Kamis, 15 Juni 2017

Nothing is Impossible


Behind The Scene Jalan Sunyi

Siang itu, 30 Agustus 2016, pertama kali kami dipertemukan dalam sebuah majelis khusus. Majelis yang dibuat sebagai wadah pembinaan keagamaan. Saya sangat mengapresiasi kegiatan ini. Pemahaman keislaman memang hal yang penting, dan kegiatan ini sebagai bentuk tanggung jawab ‘perusahaan/organiasi’  terhadap kesejahteraan karyawan dari sisi ruhiyah. Unsur yang vital dalam sebuah organisasi adalah SDM.


Kelompok kami ada 7 orang, dengan satu orang sebagai pembina. Kalau sekadar kenal, saya sudah kenal semuanya, keenam teman di kelompok ini. Namun, tidak semuanya saya kenal secara akrab, paling sekadar tahu nama dan pernah bertemu di beberapa kesempatan. Saya pribadi, awalnya merasa senang karena di kelompok ini dibina oleh pak Wahyu Setiawan yang sudah cukup saya kenal, bahkan jauh waktu saya usai lulus kuliah S1. Salah satu nama yang sebenarnya membuat saya ‘bertanya-tanya’ adalah Ustad Amin Rois. Bertanya-tanya sebab menurut saya idealnya beliau sudah masuk sebagai Pembina, bukan anggota. Ya, selain memang menjadi Mudir pesantren, beliau kan ustadz, alumni Al Azhar pula.
 Pertemuan pertama dilakukan di sebuah masjid kawasan Manahan. Kami bertemu dan berkenalan satu sama lain. Standar sih, laiknya majelis khusus yang ‘sudah biasa’ saya ikuti. Dibuat susunan pengurus juga, dan seperti sudah saya duga, ustad Amin Rois kami daulat menjadi ketua kelompok, aklamasi. Kesan pertama saya, masih biasa. Namun, saya menangkap ada nuansa berbeda. Majelis ini sepertinya ‘diciptakan’ lebih pada produktivitas, bukan sebatas aktivitas kerohanian semata.

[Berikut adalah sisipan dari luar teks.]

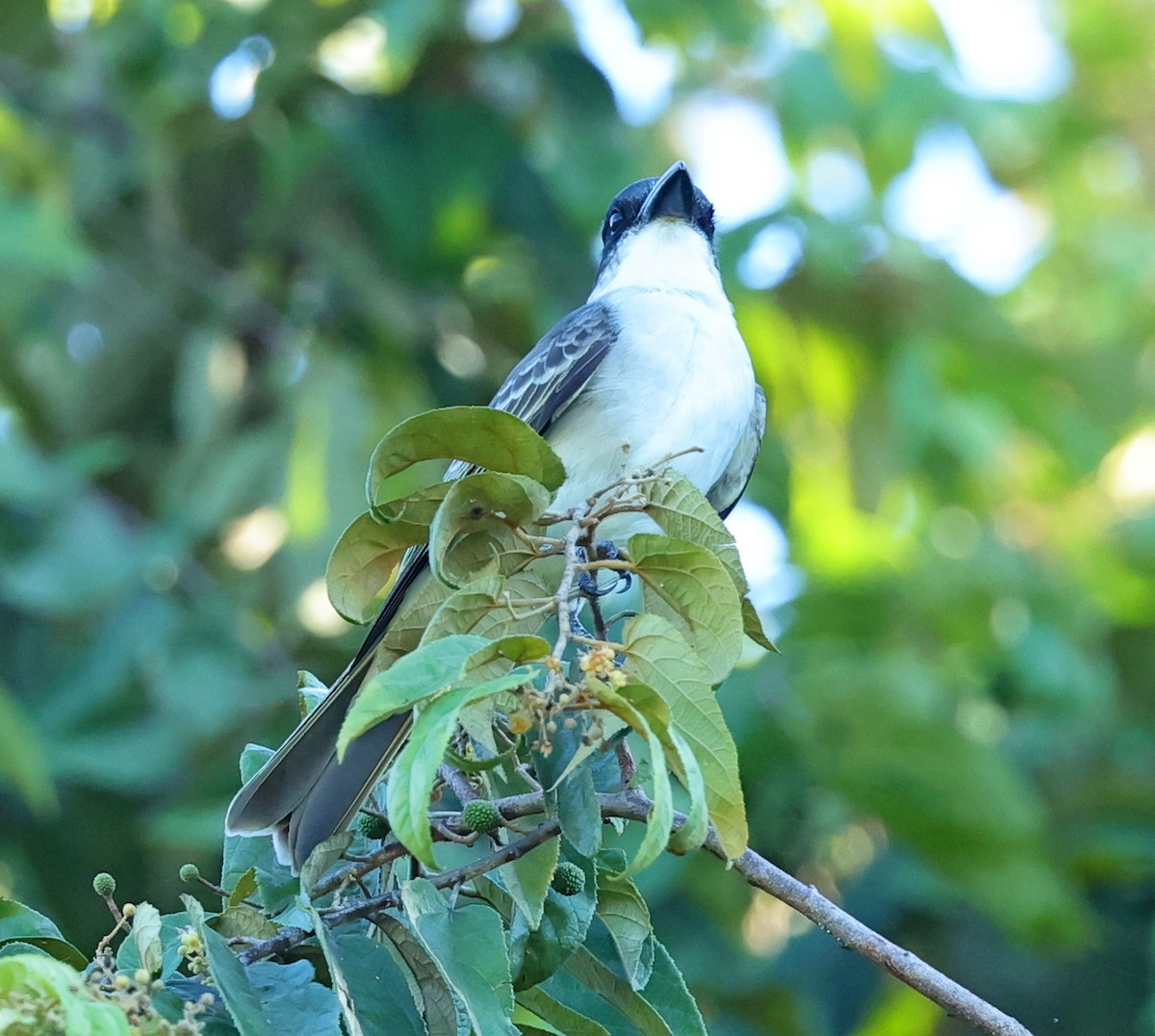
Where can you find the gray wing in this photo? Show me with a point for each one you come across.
(301, 792)
(728, 490)
(537, 391)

Seiring berjalannya waktu, saya merasa ‘klik’ dengan kelompok ini. Meskipun sejatinya kami berbeda karakter, tetapi uniknya kami mencoba tidak bertahan dengan dominasi karakter kami masing-masing. Hal ini membuat kami bisa nyaman satu sama lain. Kami pun membuat komitmen-komitmen tentang bagaimana mengelola majelis ini. Ide-ide bertebaran, dan oleh Pembina, bisa diakomodasi dan mendukungnya. Lalu, muncul sebauh nama yang kami sepakati sebagai identitas kelompok kami yaitu The Dream Team. Maknanya yang terkandung sebenarnya tidak jauh berbeda dengan makna kata-kata itu sendiri, yaitu menjadi tim yang diimpikan, tim yang tentu membanggakan. Namun, bagi kami bukan sesederhana itu. Kami meniatkan tim ini menjadi tim yang membuat kami nyaman di dalamnya dan akan merindukannya senantiasa. Hingga, jika tidak datang di tiap pekannya, kami merasa ‘rugi’ dan merasa kurang langkap.

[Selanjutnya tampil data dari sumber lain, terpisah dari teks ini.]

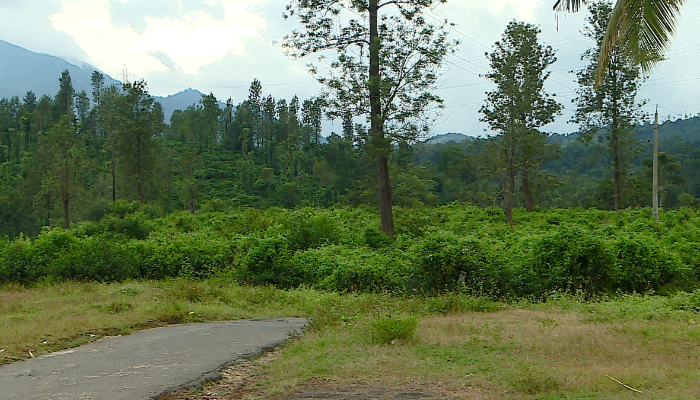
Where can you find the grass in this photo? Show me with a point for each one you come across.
(454, 345)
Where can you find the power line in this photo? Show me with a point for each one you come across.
(430, 14)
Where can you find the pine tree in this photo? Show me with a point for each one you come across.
(519, 106)
(608, 114)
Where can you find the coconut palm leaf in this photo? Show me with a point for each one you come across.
(642, 28)
(568, 5)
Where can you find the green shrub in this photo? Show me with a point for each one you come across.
(571, 259)
(386, 330)
(17, 265)
(440, 258)
(268, 262)
(375, 238)
(96, 259)
(306, 229)
(344, 269)
(134, 225)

Semangat itu ternyata tidak sekadar menjadi isapan jempol belaka. Masing-masing kami mencoba mewujudkannya. Ya, menjadi majelis yang dirindukan dan majelis impian. Majelis yang kami rindukan adalah slogan dan motivasi kami agar kami senantiasa berusaha datang, kecuali jika benar-benar urgent. Sejauh ini, Alhamdulillah, masih bisa kami wujudkan, dari segi kehadiran bisa dikatakan bagus. Majelis impian yang kami maksud adalah majelis yang bisa memberi kontribusi nyata bagi masing-masing kami pribadi dan juga untuk umat. Maka, program-program pun kami gulirkan.
Singkat cerita, kami ingin membuat karya film.

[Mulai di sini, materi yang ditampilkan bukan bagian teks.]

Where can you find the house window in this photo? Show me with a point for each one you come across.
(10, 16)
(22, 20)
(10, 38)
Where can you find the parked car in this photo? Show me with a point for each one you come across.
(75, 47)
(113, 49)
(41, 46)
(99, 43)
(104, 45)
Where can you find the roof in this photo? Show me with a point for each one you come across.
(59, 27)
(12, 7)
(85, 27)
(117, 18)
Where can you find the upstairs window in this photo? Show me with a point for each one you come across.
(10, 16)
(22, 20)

Ide ini menurut kami realistis sebab kami mempunyai kecenderungan dan bekal ke arah sana. Kalaupun ada yang ‘awam’, ibaratnya masih bisa satu selera hingga tak ada yang perlu merasa dipaksakan. Persiapan pun kami lakukan, dari mulai ide cerita, pemain, dana, dan teknis lain. Kami tidak ingin sesuatu itu terkendala dana. Dana memang penting, tetapi bukan berarti segala sesuatu harus terkendala dana, jika usaha dilakukan, insya Allah akan ada jalan. Tidak ada sesuatu yang tidak mungkin.
Cerita sudah disusun, naskah sudah ada, pemain sudah ada gambaran, dan siap dilakukan pengambilan gambar. Catatannya, semua kami wajib ikut main film. Ahay… ini tantangan baru bagi saya. Selama ini, saya paling ‘alergi’ main film, lebih memilih di balik layar. Kalau main teater sudah sering dan akan senang-senang saja menjalankannya. Woke, saya konsekuen. Saya akan ikut main film ini.
Jalan Sunyi, adalah judul naskah yang akan kami produksi.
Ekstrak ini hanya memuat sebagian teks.